The portfolio's contracted rental income has increased to £58.87 million per annum (30 June 2014: £20.84 million), including forward funded assets.
Dividends declared in relation to the six months ending 30 June 2015 (the "period") totalled 3.0 pence per share, putting us on track to meet our stated 6.0 pence per share target for 2015.
Total return for the six month period of 10.71% compared to our target of 9% per annum for the medium term.
We raised an additional £229 million of equity during the period, issuing 159.09 million new shares at an issue price of 110 pence per share in March 2015, and a further 47.79 million new shares at an issue price of 113 pence per share in June 2015, pursuant to the Company's share issuance programme which expired on 7 July 2015.
We acquired eight Big Boxes during the period, three of which were forward funded pre-let investments, expanding the portfolio to 22 assets. The acquisitions further diversified the portfolio both by geography and by tenant.
The weighted average unexpired lease term across the portfolio is 15.77 years, which compares well to our target of at least 12 years.
The average net initial yield of the portfolio at acquisition is 5.8% against our period end valuation of 5.1% net initial yield.
The total expense ratio for the period was 0.50%, down from 0.71% for the period from 1 January 2014 to 30 June 2014, which compares favourably with our real estate peers.
Our portfolio was fully let or pre-let and income producing during the period.
The Company's shares were included in the FTSE EPRA/ NAREIT Global Developed Index from 23 March 2015 and the FTSE 250 Index from 8 June 2015, helping to attract new investors and support liquidity in the shares.
Growth of the portfolio to provide a total of over 11 million sq ft of logistics space forming the portfolio.
Post Balance Sheet highlights
In July 2015 a new five year loan facility totalling £50.87 million was agreed with Landesbank Hessen- Thüringen Girozentrale ("Helaba") to finance the forward funded investment pre-let to Ocado in Erith.
Richard Jewson, Chairman of Tritax Big Box REIT plc, commented:
"Our investment manager continues to identify and negotiate good opportunities to buy assets and create capital value enhancement for our shareholders, both at the point of purchase and through a variety of asset management initiatives. We will continue to build an increasingly diversified and high quality portfolio, as we deploy the equity and debt financing raised during the period.
We see the potential for further yield compression in our sub-sector and logistics more generally, especially when viewed against current gilt yields.
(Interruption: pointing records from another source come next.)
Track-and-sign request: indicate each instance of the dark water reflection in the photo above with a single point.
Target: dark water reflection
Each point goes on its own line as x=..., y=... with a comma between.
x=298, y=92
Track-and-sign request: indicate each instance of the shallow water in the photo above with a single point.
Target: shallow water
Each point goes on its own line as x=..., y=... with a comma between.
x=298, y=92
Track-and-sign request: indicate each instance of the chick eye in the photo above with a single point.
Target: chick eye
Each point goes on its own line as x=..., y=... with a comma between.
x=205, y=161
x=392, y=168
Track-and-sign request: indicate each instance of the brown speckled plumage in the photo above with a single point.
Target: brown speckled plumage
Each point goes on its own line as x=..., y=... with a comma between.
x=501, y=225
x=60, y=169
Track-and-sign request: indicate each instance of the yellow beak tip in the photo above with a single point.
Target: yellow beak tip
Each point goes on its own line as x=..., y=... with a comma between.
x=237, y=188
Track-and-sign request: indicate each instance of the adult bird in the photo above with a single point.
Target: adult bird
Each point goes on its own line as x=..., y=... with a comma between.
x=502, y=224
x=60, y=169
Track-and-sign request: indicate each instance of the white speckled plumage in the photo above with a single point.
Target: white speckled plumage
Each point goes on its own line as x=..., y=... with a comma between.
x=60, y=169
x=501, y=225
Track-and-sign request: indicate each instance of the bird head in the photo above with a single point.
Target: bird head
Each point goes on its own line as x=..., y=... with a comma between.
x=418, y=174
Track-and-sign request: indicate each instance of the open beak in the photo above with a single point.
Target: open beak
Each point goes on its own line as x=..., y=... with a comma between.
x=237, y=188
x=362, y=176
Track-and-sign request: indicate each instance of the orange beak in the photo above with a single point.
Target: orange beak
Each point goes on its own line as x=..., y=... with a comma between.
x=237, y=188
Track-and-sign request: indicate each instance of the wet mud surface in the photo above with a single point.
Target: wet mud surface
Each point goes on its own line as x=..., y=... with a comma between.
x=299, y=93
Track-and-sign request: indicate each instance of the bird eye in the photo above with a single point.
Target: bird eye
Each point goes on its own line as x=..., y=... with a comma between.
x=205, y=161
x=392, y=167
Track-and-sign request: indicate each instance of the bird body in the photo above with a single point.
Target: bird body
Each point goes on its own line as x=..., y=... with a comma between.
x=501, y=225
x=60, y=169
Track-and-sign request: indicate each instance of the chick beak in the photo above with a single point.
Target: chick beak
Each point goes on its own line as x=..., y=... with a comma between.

Big Boxes are becoming increasingly central to retail fulfilment, suggesting that yields have the potential to move towards the levels historically applied to prime retail assets.
The profile of rent reviews across the portfolio means we are well placed to capture rental growth in the market. We believe that the balance of occupational supply and demand should remain favourable for landlords, leading the Group to continue to be confident of strong rental growth in the near term.
The outlook for the remainder of 2015 remains strong and the Company anticipates achieving the dividend target of 6.0 pence per share for the full year."